Portanto, a imprensa só vai ganhar credibilidade se for verdadeira. Não adianta mentir. O Brasil evoluiu, e a imprensa precisa evoluir também. Eu fico vendo matérias sobre a economia e fico com a impressão de que o Brasil acaba todo dia. Tem hora que a gente fica com vontade de se trancar e nem sair de casa.

“Precisamos ver se a Copa vai fortalecer o Brasil no mundo, ou se vamos fazer uma Copa fracassada por conta de problemas internos. Acho um retrocesso as pessoas quererem fazer de uma coisa boa uma coisa ruim.”
Eu já conversei com muita gente sobre esse assunto. Com os ministros, com a presidenta Dilma, com o João Roberto Marinho, da emissora que vai transmitir, com o diretor da Ambev, um dos patrocinadores, com o Roberto Setúbal (do Itaú, também patrocinador).

Vou conversar com a imprensa esportiva, me informar sobre o acompanhamento pelo Tribunal de Contas da União, pela Procuradoria-Geral da República... O Brasil não é um país qualquer. O Brasil é a sexta economia mundial e conquistamos o direito de realizar uma Copa do Mundo. Precisamos ver se a Copa será um evento em que o Brasil vai fortalecer sua imagem para o mundo, ou se a gente vai fazer uma Copa fracassada por conta de problemas internos. Tem governo federal, estaduais e municipais envolvidos.

 O Ministério Público tem um procurador designado para acompanhar os comitês organizadores da Copa e da Olimpíada. Eu publiquei decretos em dezembro de 2009 que determinaram a criação de portais, para 2014 e 2016, para que seja acompanhado em tempo real para onde vai cada centavo da União investido nesses negócios. Não podemos permitir que alguma má informação seja passada para a sociedade sem que haja resposta. Sou um homem de muitas emoções. Mas nada foi maior do que a emoção que eu senti com a conquista da Olimpíada de 2016.

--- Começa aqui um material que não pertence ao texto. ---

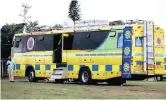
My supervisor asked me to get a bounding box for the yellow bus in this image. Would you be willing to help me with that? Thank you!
[12,21,166,85]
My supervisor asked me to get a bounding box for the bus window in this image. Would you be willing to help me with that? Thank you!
[13,37,23,53]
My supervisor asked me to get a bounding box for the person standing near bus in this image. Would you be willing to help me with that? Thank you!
[7,57,15,82]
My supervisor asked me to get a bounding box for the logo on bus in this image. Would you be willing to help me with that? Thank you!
[27,37,35,50]
[156,37,161,45]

Estou com a Marisa há 39 anos e nunca a vi chorar, nem quando ganhei ou perdi as eleições, mas naquele dia, depois da apresentação do Brasil (2009, em Copenhague), eu liguei pra casa e a Marisa estava chorando. Foi um momento único. Acho um retrocesso as pessoas quererem fazer de uma coisa boa uma coisa ruim. Os governos têm de mostrar o que está acontecendo, assumir responsabilidades. As obras (de mobilidade urbana e de infraestrutura) não vão ficar? Essa é uma preocupação que eu tenho: se não for assim, vamos ter 40 mil pessoas dentro de um estádio torcendo e outras 40 mil fora dizendo que houve corrupção. É preciso construir uma narrativa do significado da Copa do Mundo e da Olimpíada para o nosso país.

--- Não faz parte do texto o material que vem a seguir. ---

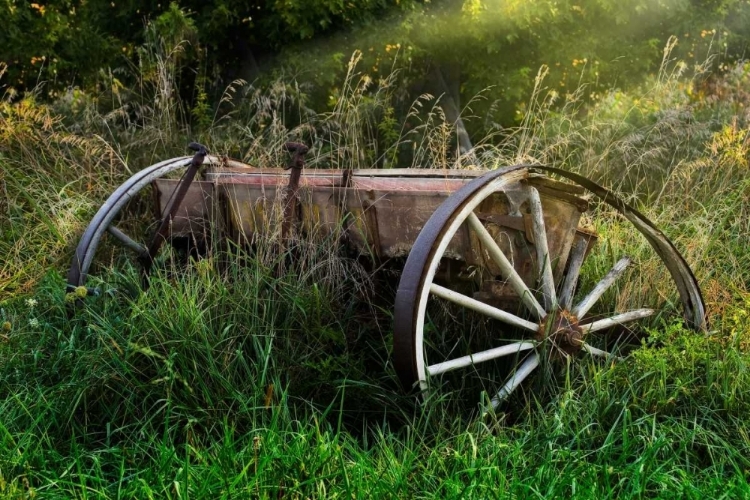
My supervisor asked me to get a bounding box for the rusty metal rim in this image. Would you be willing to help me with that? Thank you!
[68,156,200,290]
[393,165,706,390]
[393,165,530,390]
[533,165,708,331]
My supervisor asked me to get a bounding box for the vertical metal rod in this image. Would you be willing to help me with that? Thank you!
[281,142,310,240]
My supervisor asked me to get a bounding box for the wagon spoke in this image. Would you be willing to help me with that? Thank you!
[529,187,557,311]
[430,283,539,332]
[571,257,630,319]
[467,212,546,319]
[427,342,534,376]
[107,224,146,255]
[492,353,539,409]
[583,342,623,360]
[581,309,655,333]
[560,234,589,309]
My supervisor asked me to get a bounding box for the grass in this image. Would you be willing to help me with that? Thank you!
[0,46,750,498]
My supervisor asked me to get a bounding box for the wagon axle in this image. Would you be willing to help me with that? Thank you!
[535,309,585,356]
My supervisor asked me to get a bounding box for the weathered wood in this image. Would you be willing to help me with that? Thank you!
[571,257,630,319]
[581,309,655,333]
[490,353,539,410]
[154,179,215,237]
[529,187,557,311]
[560,234,588,309]
[427,342,536,376]
[430,283,539,333]
[467,213,546,319]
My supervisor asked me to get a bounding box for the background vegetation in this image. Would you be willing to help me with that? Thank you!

“Para felicidade de alguns, para desgraça de outros, estou no jogo.”
Se tem uma coisa que eu tenho vontade é de falar. Tenho cócegas na garganta. E vocês ajudaram a quebrar um tabu, porque fazia tempo que eu não falava durante tanto tempo. E nunca imaginei que justamente pra vocês eu fosse dar a entrevista mais difícil. Estou voltando com muita disposição – para felicidade de alguns, e desgraça de outros. Estou no jogo.